Natalie Wood: The Storybook Beauty Of a Hollywood Star
By Tom Shales | The Washington Post | Nov. 30, 1981
What is sadder than a beautiful woman dying young? Natalie Wood was able to remain a beautiful young woman through three decades of fantasy on the movie screen. Yesterday, her body was found floating in the Pacific Ocean off Catalina Island.
When a movie star dies, all kinds of memories well up — not only of screen roles and whatever part of the star’s private life went public, but also of ways these distant visions and separate lives interacted with our own. In the ’50s, Natalie Wood was an ultimate idealized teenager to girls who wanted to be like her and to boys who may have found in her one of their first raging erotic fixations.

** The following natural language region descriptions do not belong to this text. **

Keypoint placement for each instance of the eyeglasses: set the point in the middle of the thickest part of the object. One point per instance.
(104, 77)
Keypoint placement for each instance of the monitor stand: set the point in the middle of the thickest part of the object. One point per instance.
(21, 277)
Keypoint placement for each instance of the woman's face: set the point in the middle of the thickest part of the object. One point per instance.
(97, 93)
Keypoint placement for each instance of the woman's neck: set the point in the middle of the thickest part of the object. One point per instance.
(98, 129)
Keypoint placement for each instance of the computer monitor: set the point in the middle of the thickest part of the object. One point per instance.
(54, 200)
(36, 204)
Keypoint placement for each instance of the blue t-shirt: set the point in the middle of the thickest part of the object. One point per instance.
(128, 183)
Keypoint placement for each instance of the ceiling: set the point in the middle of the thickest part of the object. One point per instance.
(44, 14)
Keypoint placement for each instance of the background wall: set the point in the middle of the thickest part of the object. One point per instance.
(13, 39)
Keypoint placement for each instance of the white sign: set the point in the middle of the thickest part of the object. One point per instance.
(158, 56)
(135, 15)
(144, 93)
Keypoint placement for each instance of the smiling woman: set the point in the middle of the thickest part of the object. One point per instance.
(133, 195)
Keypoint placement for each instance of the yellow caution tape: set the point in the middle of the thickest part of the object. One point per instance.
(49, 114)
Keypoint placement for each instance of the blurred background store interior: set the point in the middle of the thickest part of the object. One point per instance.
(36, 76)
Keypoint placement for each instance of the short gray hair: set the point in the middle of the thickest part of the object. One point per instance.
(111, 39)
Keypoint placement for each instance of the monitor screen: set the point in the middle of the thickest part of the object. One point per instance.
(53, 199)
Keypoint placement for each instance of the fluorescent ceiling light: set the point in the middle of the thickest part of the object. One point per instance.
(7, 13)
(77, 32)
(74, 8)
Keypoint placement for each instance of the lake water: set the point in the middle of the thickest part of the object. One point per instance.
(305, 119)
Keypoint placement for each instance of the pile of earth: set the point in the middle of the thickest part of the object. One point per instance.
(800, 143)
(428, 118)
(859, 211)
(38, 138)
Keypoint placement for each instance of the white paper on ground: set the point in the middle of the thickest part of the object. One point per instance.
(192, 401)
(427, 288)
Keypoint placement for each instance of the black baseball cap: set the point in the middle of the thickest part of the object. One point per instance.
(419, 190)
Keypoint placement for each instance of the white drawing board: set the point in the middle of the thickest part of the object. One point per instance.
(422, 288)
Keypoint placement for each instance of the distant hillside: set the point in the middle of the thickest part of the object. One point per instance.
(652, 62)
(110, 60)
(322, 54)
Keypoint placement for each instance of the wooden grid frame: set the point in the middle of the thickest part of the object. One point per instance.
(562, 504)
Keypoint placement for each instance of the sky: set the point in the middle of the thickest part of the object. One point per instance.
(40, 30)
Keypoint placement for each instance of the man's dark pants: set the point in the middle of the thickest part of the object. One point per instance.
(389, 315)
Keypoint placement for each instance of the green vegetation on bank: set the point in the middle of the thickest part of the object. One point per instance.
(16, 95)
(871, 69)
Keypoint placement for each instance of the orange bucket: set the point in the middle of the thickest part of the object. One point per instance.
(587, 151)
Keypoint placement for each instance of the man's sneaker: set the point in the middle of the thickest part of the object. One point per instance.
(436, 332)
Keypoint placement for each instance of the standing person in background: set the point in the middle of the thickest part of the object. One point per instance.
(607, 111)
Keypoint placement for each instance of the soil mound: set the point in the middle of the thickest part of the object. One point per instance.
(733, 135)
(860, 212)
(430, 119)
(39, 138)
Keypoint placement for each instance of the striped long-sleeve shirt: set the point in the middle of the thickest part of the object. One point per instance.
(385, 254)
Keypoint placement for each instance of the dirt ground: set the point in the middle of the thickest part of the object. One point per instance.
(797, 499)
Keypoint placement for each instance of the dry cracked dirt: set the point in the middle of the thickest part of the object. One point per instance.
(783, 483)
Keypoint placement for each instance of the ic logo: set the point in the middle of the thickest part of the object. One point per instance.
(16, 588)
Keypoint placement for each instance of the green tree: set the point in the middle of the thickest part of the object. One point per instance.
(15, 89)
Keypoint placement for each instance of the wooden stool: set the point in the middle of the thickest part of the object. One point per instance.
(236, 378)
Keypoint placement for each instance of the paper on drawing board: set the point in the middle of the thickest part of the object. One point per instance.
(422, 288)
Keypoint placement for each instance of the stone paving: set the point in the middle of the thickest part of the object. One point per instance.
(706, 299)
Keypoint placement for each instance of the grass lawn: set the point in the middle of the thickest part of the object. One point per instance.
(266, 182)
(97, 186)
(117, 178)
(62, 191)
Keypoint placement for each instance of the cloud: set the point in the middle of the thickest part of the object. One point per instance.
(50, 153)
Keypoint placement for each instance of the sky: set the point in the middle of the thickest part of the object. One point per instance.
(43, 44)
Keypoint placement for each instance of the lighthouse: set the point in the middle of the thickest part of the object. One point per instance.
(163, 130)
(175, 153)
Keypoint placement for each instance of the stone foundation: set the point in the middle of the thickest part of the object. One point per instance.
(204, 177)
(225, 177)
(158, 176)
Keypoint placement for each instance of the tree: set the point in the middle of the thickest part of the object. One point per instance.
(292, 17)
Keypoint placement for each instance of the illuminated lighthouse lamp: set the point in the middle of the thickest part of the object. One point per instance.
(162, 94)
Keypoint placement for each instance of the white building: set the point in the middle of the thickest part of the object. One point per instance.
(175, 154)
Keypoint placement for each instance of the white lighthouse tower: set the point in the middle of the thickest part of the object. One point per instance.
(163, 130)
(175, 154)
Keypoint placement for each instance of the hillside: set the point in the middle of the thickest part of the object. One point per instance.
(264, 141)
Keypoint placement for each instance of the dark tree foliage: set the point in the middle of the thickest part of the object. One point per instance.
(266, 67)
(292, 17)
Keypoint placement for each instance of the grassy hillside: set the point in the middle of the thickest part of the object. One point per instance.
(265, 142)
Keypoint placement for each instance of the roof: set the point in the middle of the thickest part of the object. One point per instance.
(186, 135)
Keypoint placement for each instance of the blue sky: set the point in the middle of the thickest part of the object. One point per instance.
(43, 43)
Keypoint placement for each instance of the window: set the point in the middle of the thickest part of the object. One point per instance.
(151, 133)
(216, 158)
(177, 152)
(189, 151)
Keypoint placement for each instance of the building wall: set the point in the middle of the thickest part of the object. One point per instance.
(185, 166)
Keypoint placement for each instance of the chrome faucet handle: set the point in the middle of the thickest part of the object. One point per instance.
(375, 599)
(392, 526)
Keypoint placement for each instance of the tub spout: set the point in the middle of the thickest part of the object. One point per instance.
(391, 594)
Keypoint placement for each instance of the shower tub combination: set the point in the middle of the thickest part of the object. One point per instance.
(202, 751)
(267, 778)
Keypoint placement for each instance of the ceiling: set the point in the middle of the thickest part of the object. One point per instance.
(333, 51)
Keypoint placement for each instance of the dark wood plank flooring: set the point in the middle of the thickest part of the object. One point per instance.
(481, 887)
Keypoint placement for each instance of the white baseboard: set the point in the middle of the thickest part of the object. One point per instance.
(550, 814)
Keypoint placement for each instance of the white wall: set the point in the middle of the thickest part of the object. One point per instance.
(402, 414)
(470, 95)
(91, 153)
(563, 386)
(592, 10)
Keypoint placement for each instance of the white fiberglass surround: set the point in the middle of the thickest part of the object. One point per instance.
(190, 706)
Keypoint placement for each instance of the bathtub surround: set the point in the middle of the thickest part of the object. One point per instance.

She stayed beautiful, she stayed gorgeous; she was never anything so minimal as merely a sex symbol, and yet it would be hard to sustain the contention that she was a great actress. Like others who make mysteriously indelible impressions on the mind and dream-life of the mass audience, she was a great movie star — on occasion, a scintillating presence, and Hollywood royalty for the first rock ‘n’ roll generation.
And even though millions grew up with her, and watched her grow up on the screen, she seemed incurably youthful and, at heart, incorrigibly naughty — the good girl with the bad girl inside. Her death at the age of 43, apparently by drowning, seems all the sadder and more of a cheat because of that youthfulness, and yet it ensures that there will never be a photographic image of her, anywhere, in which she looks old or spent or without that teasing insouciance.
It’s going to be awfully hard now to watch reruns of “Splendor in the Grass” on television and not get even more depressed than the movie is supposed to make you anyway, especially in the last scene, when Miss Wood’s voice on the soundtrack — over a shot of her walking away, smiling bravely, from the great love of her life — recites again from Wordsworth:
“Though nothing can bring back the hour, of splendor in the grass, of glory in the flower; We will grieve not, rather find strength in what remains behind.”